Got it, makes sense. I think if you make sure the event is written before updating the DB then that would be safe, as you describe. It still might be worthwhile to check if there is any performance difference between the parallel file and storing the validated event JSON in sled DB along with the indices. If it works like LMDB then retrieving it will be functionally identical (an offset into an mmap), and an event write will require only one fsync, not two. It also might save you a lot of trouble later on, when it comes to backups and periodic rewrites you mention.

About the indices: No, I don't think it's a dumb algorithm. It's actually a really difficult problem, to figure out which index or indices to use in a scan. strfry has all the indices you mention, also composite with created_at. Additionally, there is a (pubkey,kind,created_at) index, which I think is useful because I believe queries like "get contact list of user X" are quite common.

strfry currently never joins two indices together or does a set intersection as you describe -- its algorithm is even dumber. It only ever uses 1 index. If the query can be fully satisfied by the index then it doesn't need to load the flatbuffers (most queries are like this). But if it does need to load the flatbuffers this is when it's important that accessing them and applying filters are fast. Optimisations for this code path are also beneficial for the live events filtering (ie post EOSE).

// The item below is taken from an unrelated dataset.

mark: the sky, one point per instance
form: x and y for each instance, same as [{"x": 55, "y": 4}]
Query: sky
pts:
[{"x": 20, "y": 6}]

Your approach sounds like it might be quite effective. The only thing I'd watch out for is if your IO patterns are excessively random. The nice thing about working on one index at once is that the access is largely contiguous data. Even several contiguous streams is probably OK, but some queries have like hundreds of pubkeys in them (for instance).

Mike Dilger ☑️ 2y ago

I'm sure you are right about just using sled instead of doing my own mmap. But I feel pride that it seems to work so I'm gonna leave that code for a while. Once it bites me, I'll do what you suggest. I've got a compiler fence so it doesn't reorder the writes, but I had forgotten to put in the msyncs!

Mike Dilger ☑️ 2y ago

Sorry i meant a full fence, not just compile time.